Le chef du Front Polisario dénonce le «virage radical» de l’Espagne
Par AFP
Le président de la République arabe sahraouie démocratique (RASD) et chef du front Polisario, Brahim Ghali, assiste à la 35e session ordinaire du sommet de l’Union africaine (UA) à Addis-Abeba, en Éthiopie, le 5 février 2022.
Le chef des indépendantistes sahraouis du Front Polisario, en conflit depuis des décennies avec le Maroc, a dénoncé lundi le «virage radical» de l’Espagne après le soutien apporté par Madrid au plan d’autonomie marocain.
«Il est évident que c’est un virage radical qu’on n’attend pas de la part d’un pays qui est la puissance administrante "de jure"» – selon le droit, par opposition à de facto – du Sahara occidental, ex-colonie espagnole, a déclaré Brahim Ghali dans un entretien publié par le quotidien El Mundo.

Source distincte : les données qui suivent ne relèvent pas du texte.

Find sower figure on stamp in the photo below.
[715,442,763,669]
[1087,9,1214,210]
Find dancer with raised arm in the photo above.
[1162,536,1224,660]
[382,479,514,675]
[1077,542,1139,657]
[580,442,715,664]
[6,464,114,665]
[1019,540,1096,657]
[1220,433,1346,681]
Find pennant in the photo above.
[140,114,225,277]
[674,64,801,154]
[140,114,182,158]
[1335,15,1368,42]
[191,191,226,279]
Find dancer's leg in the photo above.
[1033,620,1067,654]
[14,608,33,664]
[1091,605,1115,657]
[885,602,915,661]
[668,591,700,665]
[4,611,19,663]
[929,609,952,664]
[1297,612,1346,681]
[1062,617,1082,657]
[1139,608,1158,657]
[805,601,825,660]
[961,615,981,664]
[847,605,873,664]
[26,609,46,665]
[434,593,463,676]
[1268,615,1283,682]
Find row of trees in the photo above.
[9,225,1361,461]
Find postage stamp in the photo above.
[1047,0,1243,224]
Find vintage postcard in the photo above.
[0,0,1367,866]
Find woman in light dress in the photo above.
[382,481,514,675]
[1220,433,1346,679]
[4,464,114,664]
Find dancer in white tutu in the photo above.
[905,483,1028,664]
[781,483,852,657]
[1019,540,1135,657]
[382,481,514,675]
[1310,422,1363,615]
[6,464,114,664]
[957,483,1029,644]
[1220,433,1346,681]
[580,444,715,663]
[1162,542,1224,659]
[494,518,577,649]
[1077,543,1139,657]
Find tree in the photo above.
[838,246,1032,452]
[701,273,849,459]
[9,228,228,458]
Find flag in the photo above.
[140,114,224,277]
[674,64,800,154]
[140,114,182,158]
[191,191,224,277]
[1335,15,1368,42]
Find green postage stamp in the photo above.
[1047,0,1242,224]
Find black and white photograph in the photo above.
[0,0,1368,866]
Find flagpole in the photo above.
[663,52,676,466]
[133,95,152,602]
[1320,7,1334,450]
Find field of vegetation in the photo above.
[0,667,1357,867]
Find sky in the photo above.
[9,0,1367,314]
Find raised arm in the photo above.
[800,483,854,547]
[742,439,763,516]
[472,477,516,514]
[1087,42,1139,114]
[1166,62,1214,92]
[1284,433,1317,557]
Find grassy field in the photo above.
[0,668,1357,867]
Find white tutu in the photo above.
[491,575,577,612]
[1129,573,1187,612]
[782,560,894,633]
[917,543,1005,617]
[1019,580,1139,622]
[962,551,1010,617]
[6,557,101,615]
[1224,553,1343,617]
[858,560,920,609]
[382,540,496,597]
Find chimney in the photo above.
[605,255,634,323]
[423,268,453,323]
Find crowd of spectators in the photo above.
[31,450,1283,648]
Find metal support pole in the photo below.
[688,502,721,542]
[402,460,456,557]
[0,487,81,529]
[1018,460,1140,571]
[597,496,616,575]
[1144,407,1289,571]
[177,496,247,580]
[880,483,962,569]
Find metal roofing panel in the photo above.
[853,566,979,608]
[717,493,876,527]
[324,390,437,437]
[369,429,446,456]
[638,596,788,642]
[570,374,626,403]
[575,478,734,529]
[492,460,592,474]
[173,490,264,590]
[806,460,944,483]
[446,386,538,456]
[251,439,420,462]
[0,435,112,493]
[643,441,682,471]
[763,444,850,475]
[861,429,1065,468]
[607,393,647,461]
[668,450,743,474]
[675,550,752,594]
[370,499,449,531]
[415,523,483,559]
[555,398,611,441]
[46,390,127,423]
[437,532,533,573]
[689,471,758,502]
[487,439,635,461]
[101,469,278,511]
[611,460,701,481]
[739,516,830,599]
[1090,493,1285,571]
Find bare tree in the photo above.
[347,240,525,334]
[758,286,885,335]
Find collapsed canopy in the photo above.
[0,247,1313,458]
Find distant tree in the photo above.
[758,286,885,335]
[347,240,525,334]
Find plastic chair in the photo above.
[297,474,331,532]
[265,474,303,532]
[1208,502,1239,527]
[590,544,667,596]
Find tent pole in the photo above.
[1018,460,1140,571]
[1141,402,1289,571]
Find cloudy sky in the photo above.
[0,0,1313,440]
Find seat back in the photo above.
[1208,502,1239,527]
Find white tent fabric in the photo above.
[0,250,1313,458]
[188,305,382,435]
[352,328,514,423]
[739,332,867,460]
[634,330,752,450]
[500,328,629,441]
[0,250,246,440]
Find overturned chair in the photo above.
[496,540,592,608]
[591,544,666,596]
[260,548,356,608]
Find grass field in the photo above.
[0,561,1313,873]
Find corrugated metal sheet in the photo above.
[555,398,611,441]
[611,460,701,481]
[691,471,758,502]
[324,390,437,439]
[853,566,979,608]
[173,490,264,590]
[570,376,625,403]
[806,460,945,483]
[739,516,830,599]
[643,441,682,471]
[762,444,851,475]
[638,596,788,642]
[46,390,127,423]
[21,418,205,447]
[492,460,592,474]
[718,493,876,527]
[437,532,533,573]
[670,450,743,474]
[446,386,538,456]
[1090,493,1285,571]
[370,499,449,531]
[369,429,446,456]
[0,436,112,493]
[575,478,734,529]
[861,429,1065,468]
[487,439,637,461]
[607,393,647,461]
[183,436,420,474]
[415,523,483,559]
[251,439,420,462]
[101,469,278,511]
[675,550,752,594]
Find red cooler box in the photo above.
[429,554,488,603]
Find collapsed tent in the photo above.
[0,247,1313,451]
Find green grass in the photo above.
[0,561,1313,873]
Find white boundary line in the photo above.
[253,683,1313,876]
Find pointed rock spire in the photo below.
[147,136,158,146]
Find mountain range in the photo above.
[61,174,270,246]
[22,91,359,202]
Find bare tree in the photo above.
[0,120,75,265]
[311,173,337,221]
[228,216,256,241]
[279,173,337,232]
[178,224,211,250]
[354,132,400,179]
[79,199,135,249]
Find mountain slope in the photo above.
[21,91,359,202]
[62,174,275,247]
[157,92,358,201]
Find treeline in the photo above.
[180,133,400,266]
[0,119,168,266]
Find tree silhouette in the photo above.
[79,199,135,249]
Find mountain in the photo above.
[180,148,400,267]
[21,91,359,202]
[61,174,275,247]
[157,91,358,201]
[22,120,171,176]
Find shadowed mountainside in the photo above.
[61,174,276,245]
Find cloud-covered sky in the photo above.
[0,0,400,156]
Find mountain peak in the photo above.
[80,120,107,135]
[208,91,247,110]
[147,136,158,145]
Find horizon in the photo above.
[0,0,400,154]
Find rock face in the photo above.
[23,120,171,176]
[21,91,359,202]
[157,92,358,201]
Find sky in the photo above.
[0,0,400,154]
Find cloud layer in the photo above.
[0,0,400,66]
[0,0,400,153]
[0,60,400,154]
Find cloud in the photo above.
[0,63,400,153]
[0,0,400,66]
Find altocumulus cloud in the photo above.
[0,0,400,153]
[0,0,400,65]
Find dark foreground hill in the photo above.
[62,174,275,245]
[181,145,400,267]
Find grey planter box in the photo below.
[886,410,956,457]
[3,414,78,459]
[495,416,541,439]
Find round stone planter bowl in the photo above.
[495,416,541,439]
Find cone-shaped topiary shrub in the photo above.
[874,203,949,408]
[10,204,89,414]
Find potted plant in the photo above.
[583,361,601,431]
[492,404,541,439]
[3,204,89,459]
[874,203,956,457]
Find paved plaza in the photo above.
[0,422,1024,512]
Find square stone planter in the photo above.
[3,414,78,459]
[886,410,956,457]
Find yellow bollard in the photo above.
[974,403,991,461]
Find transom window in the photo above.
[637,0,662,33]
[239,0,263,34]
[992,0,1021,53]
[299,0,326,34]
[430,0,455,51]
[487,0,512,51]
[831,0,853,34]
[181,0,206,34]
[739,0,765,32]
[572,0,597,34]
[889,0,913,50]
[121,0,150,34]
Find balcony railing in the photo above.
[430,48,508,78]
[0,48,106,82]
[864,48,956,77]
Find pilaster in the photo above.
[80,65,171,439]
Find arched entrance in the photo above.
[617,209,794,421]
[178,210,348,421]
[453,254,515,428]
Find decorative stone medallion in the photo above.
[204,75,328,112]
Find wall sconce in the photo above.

Affichant jusqu’ici sa neutralité, Madrid a annoncé publiquement le 18 mars son soutien au plan d’autonomie marocain, qu’il considère désormais comme «la base la plus sérieuse, réaliste et crédible pour la résolution de ce différend».
Ce geste attendu par Rabat a permis de mettre fin à près d’un an de crise diplomatique majeure avec Madrid, provoquée par l’accueil en Espagne en avril de Brahim Ghali pour y être soigné du Covid.
Le Premier ministre espagnol Pedro Sanchez doit se rendre à Rabat dans les prochains jours afin de sceller cette réconciliation.
«Je me sens comme n’importe quel Sahraoui face à cette décision gravissime», l’Espagne «nous a abandonnés à notre sort en 1975 et 47 ans plus tard, ils font la même chose», a ajouté M. Ghali, qui ne s’était pas encore exprimé publiquement sur le changement de position du gouvernement espagnol.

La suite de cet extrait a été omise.